A Grey Day

Today.  The streets are wet, puddles lingering waiting for a tire to splash them away.  The wind is blowing through ripping off the last few remaining yellow leaves clinging on to the branches.  Determined little leaves having made it through the winter.  A slow day.  A day for refection.  A day for writing.  No words of wisdom from me. 
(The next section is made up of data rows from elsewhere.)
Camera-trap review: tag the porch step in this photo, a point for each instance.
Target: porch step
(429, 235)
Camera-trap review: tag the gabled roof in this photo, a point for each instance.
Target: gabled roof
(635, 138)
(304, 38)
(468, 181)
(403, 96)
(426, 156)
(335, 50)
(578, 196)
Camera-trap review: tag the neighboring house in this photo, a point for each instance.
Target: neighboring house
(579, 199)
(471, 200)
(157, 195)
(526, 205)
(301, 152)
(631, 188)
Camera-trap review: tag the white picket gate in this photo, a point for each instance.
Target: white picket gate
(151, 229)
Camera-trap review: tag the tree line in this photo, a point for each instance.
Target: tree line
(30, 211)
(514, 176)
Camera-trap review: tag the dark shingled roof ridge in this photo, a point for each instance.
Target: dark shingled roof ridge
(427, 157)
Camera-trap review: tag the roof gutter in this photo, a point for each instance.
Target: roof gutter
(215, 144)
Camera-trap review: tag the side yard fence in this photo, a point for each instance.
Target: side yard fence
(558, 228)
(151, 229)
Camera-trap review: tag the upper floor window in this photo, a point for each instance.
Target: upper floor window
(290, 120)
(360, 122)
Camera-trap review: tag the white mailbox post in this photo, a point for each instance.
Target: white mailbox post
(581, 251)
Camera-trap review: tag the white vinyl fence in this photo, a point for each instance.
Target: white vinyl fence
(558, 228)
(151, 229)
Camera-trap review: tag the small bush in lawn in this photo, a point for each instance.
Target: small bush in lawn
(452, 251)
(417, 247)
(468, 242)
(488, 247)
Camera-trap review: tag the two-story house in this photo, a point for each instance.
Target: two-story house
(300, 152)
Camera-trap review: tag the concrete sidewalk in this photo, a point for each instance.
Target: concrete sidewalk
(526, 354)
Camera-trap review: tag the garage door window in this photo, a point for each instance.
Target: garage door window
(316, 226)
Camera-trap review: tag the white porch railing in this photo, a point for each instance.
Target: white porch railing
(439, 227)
I leave you with the slow, whiskey soaked words of my favorite poem written by Langston Hughes.  You can feel the heat of the South.  The sweat sliding down your neck.  Smell the cigarette smoke swirling around your head.  Eyes closed, you sway back and forth, listening to the thick, raspy baritone of pain and sadness.   




The Weary Blues


Droning a drowsy syncopated tune, 
Rocking back and forth to a mellow croon, 
I heard a Negro play. 
Down on Lenox Avenue the other night 
By the pale dull pallor of an old gas light 
He did a lazy sway .... 
He did a lazy sway .... 
To the tune o' those Weary Blues. 
With his ebony hands on each ivory key 
He made that poor piano moan with melody. 
O Blues! 
Swaying to and fro on his rickety stool 
He played that sad raggy tune like a musical fool. 
Sweet Blues! 
Coming from a black man's soul. 
O Blues! 
In a deep song voice with a melancholy tone 
I heard that Negro sing, that old piano moan-- 
"Ain't got nobody in all this world, 
Ain't got nobody but ma self. 
I's gwine to quit ma frownin' 
And put ma troubles on the shelf." 

Thump, thump, thump, went his foot on the floor. 
He played a few chords then he sang some more-- 
"I got the Weary Blues 
And I can't be satisfied. 
Got the Weary Blues 
And can't be satisfied-- 
I ain't happy no mo' 
And I wish that I had died." 
And far into the night he crooned that tune. 
The stars went out and so did the moon. 
The singer stopped playing and went to bed 
While the Weary Blues echoed through his head. 
He slept like a rock or a man that's dead. 
       

Comments

I got yelled at by my creative writing professor for spelling gray with an "e". He said, "That's the British spelling of gray and what country are you living in?" I replied, "The U.S.A." He then said, "Well then spell it with an "a" and not an "e". You can do differently when you relocate to England."

I just thought I'd throw that in there because of the way you spelled gray in the title. :) And that's a nice poem.
Your professor has a point, but I don't stay within the lines. I'm a natural dissenter. Besides, I felt the "e" captured the gloom of the day better than the "a". The "a" is just too happy for me.